Hacker News new | ask | show | jobs
by hultner 3320 days ago
I can highly recommend kvm[1] for those of you who are interested in tiling window managers for macOS. Another pearl is Amethyst[2]. I've used both of them (and others such as xnomad) extensively for the past 5 years or so and must say that I'm very pleased.

[1] https://koekeishiya.github.io/kwm/

[2] https://github.com/ianyh/Amethyst

3 comments

Been using kwm for the past 6 months or so. Amethyst never really clicked for me, and it didn't work very well with multiple spaces, which I am a big user of.

Kwm and khd (kwm does layouting, khd sets up keyboard shortcuts) are not the easiest to configure, and kwm can be extremely complex, but for me it's been the best window manager for Mac OS I've been able to find. I just wish that performance was better, and that it handled corner cases like small dialogs better.

Doesn't hold a candle to the ones available for Linux, but I blame Apple for that more than I blame the developers.

mind sharing your config?
2nd for https://github.com/ianyh/Amethyst

This tool reduces my cognitive load.

Another vote for Amethyst.
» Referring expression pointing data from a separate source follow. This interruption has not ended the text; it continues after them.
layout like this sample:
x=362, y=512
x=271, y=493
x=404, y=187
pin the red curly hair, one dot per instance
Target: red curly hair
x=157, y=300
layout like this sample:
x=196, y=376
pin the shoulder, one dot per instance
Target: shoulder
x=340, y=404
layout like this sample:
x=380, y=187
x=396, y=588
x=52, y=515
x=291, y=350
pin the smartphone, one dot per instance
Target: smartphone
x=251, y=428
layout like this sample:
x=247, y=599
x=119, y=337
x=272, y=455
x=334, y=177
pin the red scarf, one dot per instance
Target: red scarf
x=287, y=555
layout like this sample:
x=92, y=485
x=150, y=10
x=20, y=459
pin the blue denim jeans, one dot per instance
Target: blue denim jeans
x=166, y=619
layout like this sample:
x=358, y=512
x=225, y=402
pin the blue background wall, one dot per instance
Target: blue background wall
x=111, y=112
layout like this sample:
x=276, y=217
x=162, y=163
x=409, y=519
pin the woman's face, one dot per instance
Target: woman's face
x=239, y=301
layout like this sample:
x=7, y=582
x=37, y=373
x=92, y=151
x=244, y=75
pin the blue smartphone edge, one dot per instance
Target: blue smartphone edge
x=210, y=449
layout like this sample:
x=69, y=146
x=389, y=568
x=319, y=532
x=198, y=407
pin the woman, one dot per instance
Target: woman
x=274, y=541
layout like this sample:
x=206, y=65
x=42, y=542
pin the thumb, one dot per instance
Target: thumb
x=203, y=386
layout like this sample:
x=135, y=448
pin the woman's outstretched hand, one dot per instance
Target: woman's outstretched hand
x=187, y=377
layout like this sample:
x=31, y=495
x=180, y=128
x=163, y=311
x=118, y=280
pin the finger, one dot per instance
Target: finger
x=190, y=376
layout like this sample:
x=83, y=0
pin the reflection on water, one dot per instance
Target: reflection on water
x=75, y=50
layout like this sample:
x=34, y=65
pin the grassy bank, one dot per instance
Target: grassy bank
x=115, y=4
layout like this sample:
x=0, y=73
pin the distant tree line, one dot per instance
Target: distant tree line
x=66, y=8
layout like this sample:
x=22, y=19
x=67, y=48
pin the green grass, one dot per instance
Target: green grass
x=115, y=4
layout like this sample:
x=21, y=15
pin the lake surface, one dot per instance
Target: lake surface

Also tried kwm but it doesn't work as well as Amethyst. However, kwm potential is huge.
I've used Amethyst day-to-day on my work laptop for several months and overall I'm happy with it. It's a bit idiosyncratic, but that's more the fault of Apple for not making it easy to develop such a plugin.

It's strange that a company focused on good design and ease of use is beholden to ancient window management traditions such as manually dragging every single window into the dimensions you want. When you open and close terminal windows to various servers dozens of times a day, need a window open on the side with a site showing documentation on this or that, it just doesn't make sense to waste time doing something that could be automated.

Funny that you mention 'ancient window management'. Tiling window managers are basically a continuation of terminal muxing and are thus more ancient than stacking window managers. Personally, I think going hybrid (stacking window management + spectacle/magnet.me) is the way to go. Best of both worlds :)
Fair point about my word choice. I just think we can do better is what I mean. I think I agree with you, but I'd need to see it in action. Currently I just use workspaces for whatever I'd use stacking for.